Amanusa's tiny whimper should have been too quiet for him to hear, but it cut straight through him. Was she distressed on his behalf? The shoulder had hurt like the very devil when he'd done it, but better that than burning.

“I went to liberate Yvaine. Instead, she gave me her knowledge and sent me forth to find her successor. Because of the lies told about sorcery and the women who practice it, I have been this many years at the task. But it has ended. Amanusa Whitcomb is successor to Yvaine.”

“No one has ever told lies about sorcery. It is all truth,” Cranshaw sputtered. “Blood magic is spawned by the devil. It relies on pain and death and torture for its power.”

“How do you know?” Amanusa's voice startled everyone.

15

J
AX TRIED TO
interpose himself when Amanusa stepped out from behind him, but she caught his arm and pinched it in a silent
no.
He eased to one side, keeping himself closer to Cranshaw's threat.

Amanusa shared her attention among all four men. “How do you know where blood magic gets its power?” She arrowed her gaze at the younger wizard. “Have you ever used blood magic?”

“No, of course not—” Cranshaw sputtered.

“Then how do you know?”

“Everyone knows that—”

“Oh?” Amanusa cocked her head. Jax tried to watch her without taking too much of his attention from the men. “Just as everyone knows that all spirits called by conjurers are from the devil? Just as everyone knows all alchemists are greedy, and all wizards steal babies and trade them to the fairies in exchange for magic?”

“Myth.” Cranshaw dismissed her with a wave of his hand. “Fabrications of fearful minds that—”

“Then why is it impossible to believe that what ‘everyone knows' about sorcery might also be the fabrication of a fearful mind? If blood magic draws its power from death, why can only women—who bear the life of each new generation—practice it? Doesn't new life come in blood and pain? Pain willingly borne, blood willingly shed by those who bring forth life?”

“Whore! Abomination!” Cranshaw was almost
frothing at the mouth. The other magicians stared at him with various expressions of disgust, worry, and amusement. Jax watched him for the first sign of attack.

“Good Gad, Cranshaw, there's no need for histrionics.” Sir William frowned at the younger wizard. “Get hold of yourself, man. We don't know anything about blood magic or where the power comes from.
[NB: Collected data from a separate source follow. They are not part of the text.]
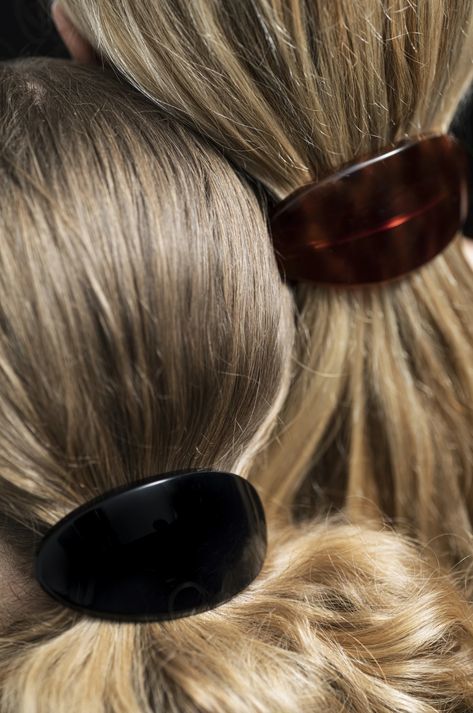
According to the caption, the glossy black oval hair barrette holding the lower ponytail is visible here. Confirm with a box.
[36,470,266,622]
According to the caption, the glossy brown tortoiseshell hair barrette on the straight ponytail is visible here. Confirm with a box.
[271,136,468,286]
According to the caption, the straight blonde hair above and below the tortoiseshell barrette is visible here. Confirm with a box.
[61,0,473,568]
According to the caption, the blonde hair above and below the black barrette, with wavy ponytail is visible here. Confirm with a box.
[0,61,473,713]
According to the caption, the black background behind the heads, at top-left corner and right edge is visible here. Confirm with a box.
[0,0,473,236]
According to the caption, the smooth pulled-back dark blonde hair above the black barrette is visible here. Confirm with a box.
[0,55,294,523]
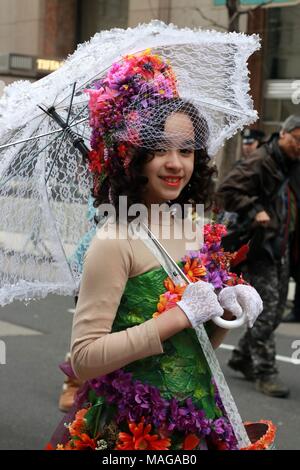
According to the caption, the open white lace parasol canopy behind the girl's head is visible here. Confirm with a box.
[0,21,259,305]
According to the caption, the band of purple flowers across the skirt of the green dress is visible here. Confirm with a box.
[89,369,237,449]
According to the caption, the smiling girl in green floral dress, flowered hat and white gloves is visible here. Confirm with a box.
[51,51,268,450]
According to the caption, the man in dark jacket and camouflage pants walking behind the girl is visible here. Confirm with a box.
[217,116,300,397]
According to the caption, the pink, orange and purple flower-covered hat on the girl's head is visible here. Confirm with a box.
[86,49,179,175]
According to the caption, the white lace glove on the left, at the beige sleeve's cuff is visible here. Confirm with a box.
[177,281,224,328]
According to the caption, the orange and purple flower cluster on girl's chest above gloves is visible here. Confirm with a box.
[153,223,248,318]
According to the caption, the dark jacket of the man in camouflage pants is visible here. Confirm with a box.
[217,134,300,261]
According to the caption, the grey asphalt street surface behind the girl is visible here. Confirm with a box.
[0,295,300,450]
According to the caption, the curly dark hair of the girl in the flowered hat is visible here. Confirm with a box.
[92,98,217,217]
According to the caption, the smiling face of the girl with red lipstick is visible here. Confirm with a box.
[143,113,194,205]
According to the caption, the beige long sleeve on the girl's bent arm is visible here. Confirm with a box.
[71,237,163,380]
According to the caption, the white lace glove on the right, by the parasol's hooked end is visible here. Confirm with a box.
[218,284,263,328]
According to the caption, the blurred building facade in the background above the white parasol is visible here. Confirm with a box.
[0,0,300,132]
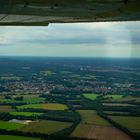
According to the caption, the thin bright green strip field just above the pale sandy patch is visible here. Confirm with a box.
[10,112,43,117]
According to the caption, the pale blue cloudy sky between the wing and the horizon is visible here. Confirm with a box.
[0,21,140,58]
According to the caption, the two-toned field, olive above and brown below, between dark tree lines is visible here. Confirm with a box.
[71,110,131,140]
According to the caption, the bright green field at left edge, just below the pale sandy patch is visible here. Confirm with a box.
[0,121,24,130]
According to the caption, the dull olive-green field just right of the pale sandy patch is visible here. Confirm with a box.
[21,120,71,134]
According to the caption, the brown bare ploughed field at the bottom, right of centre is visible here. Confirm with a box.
[71,124,131,140]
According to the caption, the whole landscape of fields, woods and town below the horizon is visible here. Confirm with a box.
[0,58,140,140]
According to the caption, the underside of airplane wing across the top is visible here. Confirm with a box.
[0,0,140,26]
That knowledge died with Yvaine. The witch burnings took more than enough of our numbers. It wasn't just Yvaine who fell. Plenty of conjurers and wizards went up in smoke as well. We do not want to start that nonsense up again.”

“Why don't you know anything?” Amanusa sailed a bit farther into the room, Jax doing his best to stay ahead of her. “Didn't you say you had books of sorcery in your library? Doesn't anyone read them?”

“I thought you said you were Yvaine's apprentice,” Cranshaw said scornfully.

“Only a magician with a talent for sorcery can open 'em.” Tomlinson ignored the wizard. “An' there 'asn't been any since Yvaine. We been lookin', but apparently not in the right places. Where did 'e find you? Yvaine's servant, I mean.”

“Jax is
my
servant now.”

Jax liked the way she said that. Quick. Possessive.

“Abomination,” Cranshaw muttered. “No man should serve a witch.” Everyone ignored him.

“I was born in Vienna to an English father and Romanian mother,” Amanusa continued. “After the 'Forty-eight, I lived in Transylvania, where Jax found me.”